|Written by Bill Warren|
|Tuesday, 01 June 2004|
From the look and sound of the opening credits onward, it’s clear that the makers of ‘Final Analysis’ want to make a ‘50s Hitchcock-style thriller. However, the direction of Phil Joanou (who has since done a lot of work with U2) is so insistent on trying to be both hip and melodramatic that his affectations cancel each other out. We can’t quite believe in the characters, so we’re not invested when things start going wrong.
Acoustically, ‘Final Analysis’ has some unusual dialogue levels. Joanou has the cast speak in near-whispers most of the time. When an ambient rainstorm kicks in at normal volume in Chapter 6, it’s a relief. Chapter 14 contains shots of the Golden Gate bridge that appear to have been meticulously color-processed to match the look of newly-minted ‘50s/’60s film prints. Shots down the length of a lighthouse in the same chapter and in Chapter 35 contain ‘50s/’60s-style optical process shots that would be a lot cleaner-looking had ‘Final Analysis’ been made just a few years later. George Fenton’s score is so heavy on strings and horns that it becomes a cliché in itself -- the already overwrought emotions hardly need this sort of musical emphasis.
A sex scene in Chapter 8 shows lots of skin (and proves that we’re not in the Hays Code era any more) without revealing a single interesting or even endearing trait of either participant. Gere does his best to make Barr sympathetic, but there’s only so much he can do without the support of the material. Basinger, whose part becomes goofier as it goes along, likewise gets little aid in making Heather’s contradictory personality seem cohesive.

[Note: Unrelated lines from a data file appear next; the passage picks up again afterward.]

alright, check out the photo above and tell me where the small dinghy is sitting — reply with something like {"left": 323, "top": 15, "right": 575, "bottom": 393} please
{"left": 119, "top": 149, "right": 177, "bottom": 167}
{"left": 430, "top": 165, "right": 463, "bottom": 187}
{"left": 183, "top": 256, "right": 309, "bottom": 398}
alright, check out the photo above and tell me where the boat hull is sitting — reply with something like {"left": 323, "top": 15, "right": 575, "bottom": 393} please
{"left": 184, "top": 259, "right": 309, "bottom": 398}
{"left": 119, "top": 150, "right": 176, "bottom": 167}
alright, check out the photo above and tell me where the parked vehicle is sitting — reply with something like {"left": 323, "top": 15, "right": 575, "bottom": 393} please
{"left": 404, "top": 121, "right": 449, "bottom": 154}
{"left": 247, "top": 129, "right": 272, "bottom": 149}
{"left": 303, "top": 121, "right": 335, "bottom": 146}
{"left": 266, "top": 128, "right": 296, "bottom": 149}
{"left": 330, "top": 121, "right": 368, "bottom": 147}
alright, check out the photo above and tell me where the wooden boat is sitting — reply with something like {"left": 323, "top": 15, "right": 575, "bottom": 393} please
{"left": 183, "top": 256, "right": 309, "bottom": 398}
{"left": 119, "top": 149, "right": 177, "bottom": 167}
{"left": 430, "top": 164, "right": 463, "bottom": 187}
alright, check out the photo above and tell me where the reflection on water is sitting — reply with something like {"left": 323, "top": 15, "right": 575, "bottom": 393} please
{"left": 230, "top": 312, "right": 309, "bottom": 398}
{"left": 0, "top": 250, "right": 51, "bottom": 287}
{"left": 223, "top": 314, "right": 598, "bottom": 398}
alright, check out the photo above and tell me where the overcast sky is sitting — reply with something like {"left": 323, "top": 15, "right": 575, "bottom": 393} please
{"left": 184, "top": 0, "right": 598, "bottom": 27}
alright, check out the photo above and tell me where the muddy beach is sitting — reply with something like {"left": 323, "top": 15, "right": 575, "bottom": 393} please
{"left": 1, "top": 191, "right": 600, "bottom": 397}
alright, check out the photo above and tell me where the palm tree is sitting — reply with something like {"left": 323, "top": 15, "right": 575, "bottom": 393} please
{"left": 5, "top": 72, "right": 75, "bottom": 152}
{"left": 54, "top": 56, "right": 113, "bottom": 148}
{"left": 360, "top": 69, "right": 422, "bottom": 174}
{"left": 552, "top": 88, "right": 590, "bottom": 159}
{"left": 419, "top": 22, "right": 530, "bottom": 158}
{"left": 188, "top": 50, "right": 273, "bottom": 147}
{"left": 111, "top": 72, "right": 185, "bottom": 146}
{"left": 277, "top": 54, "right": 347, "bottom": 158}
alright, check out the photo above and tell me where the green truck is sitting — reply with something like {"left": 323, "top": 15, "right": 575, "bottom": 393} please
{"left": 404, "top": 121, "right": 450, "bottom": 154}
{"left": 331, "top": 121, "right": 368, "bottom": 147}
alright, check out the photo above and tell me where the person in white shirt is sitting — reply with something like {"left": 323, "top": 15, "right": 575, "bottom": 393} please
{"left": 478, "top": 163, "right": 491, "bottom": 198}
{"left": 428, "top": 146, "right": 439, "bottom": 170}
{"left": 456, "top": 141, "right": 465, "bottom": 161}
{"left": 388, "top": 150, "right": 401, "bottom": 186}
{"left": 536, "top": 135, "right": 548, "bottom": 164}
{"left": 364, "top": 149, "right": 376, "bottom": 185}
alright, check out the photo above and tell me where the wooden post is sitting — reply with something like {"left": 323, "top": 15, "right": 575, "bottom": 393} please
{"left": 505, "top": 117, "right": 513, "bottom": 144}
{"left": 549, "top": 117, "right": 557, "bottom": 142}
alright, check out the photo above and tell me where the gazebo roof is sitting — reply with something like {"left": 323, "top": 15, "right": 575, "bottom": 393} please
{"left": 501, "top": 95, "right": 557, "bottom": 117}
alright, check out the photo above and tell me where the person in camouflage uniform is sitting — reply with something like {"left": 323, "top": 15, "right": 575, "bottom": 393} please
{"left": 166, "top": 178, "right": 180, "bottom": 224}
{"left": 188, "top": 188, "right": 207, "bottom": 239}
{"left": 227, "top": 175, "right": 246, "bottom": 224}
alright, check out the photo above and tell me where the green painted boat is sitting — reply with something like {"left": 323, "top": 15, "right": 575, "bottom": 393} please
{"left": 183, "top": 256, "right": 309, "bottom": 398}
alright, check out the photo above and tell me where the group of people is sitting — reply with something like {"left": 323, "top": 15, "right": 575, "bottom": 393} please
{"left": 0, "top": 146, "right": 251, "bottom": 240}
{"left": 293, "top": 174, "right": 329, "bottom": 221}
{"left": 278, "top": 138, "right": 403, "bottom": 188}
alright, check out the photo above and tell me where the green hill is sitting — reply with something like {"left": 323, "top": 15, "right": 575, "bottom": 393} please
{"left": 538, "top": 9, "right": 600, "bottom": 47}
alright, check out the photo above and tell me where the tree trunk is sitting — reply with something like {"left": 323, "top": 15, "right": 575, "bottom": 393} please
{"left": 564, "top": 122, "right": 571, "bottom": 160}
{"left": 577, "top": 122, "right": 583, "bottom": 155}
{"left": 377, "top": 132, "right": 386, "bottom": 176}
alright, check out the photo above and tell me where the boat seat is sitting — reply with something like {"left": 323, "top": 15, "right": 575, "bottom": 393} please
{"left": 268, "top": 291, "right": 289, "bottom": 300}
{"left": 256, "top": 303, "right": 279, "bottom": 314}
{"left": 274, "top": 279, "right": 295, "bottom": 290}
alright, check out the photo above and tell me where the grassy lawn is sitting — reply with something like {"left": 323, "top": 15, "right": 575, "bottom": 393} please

To the credit of screenwriter Wesley Strick, working from a story credit to him and Robert Berger, if viewers can hang in until Chapter 24, the narrative becomes genuinely intriguing, if never entirely plausible. Finally, ‘Analysis’ succeeds as a guilty pleasure. Its screwy reversals pile up so thickly that we wind up in the position of wanting to know what comes next, even though we don’t believe a word of it.